FIGURE 2.

Lysine demethylases can play dual roles in both M1 and M2 polarization or M1→M2 repolarization. (A) LPS up-regulates the lysine demethylase (KDM) jumonji domain-containing (JMJD3) (KDM6B) via a process involving multiple transcription factors (e.g., NF-κB/MyD88, STAT1/3, and HIF-1), which in turn acts to either fine-tune M1 phenotype via an H3K27me3-independent process or promote M1 polarization, which requires another KDM KIAA1718 and elongation-regulatory factors (ERFs). Similarly, JMJD3 is involved in M1-like polarization induced by serum amyloid A (SAA) or granulocyte-macrophage colony-stimulating factor (GM-CSF) by up-regulating IRF4 via H3K27me3. (B) Alternatively, multiple factors (e.g., IL-4, M-CSF, helminth infection, chitin, and SOD1) can induce JMJD3 and UTX (KDM6A) expression via STAT6, which in turn mediate M2 polarization by up-regulating IRF4 via H3K27me3. (C) JMJD3 may promote adiponectin-triggered repolarization from M1-like to M2-like phenotype, likely via the similar mechanism involving H3K27me3-depdendent IRF4 expression.

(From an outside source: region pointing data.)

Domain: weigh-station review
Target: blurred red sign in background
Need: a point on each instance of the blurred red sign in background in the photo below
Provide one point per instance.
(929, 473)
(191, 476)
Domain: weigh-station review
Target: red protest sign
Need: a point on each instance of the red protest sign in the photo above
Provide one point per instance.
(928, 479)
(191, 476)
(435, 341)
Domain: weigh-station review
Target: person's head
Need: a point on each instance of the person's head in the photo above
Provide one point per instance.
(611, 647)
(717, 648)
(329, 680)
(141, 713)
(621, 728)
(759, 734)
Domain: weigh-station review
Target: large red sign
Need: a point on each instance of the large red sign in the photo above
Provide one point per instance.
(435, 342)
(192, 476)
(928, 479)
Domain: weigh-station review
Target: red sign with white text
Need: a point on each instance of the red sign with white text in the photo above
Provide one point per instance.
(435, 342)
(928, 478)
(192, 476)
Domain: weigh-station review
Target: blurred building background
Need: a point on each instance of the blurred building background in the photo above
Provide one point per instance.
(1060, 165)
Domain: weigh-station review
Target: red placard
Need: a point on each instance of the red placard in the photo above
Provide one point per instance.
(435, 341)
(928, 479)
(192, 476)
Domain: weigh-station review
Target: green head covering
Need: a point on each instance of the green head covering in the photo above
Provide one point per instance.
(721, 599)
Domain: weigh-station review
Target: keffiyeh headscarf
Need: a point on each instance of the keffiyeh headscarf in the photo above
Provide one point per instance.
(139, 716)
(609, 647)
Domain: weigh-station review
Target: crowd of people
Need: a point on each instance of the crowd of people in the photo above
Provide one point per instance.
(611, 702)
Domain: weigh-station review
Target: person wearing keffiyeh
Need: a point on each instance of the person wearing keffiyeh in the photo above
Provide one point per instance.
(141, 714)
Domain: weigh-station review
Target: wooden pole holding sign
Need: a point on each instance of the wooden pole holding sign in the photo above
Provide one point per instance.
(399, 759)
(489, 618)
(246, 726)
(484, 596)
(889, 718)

On the contrary, oxLDL induces the expression of KDM4A (JMJD2A), another member of the JMJD demethylase family, which blocks the repolarization from M1-like to M2-like phenotype, an event that can be restored by KDM4A deficiency or inhibition. LPS, lipopolysaccharide; JMJD3, Jumonji domain-containing protein 3; NF-κB, nuclear factor kappa-light-chain-enhancer of activated B cells; STAT, signal transducer and activator of transcription; HIF-1, hypoxia-inducible factor 1; IRF4, interferon regulatory factor 4; IL-4, interleukin-4; M-CSF, macrophage colony-stimulating factor; SOD1, superoxide dismutase 1; oxLDL, oxidized low-density lipoprotein; KDM4A, lysine demethylase 4A.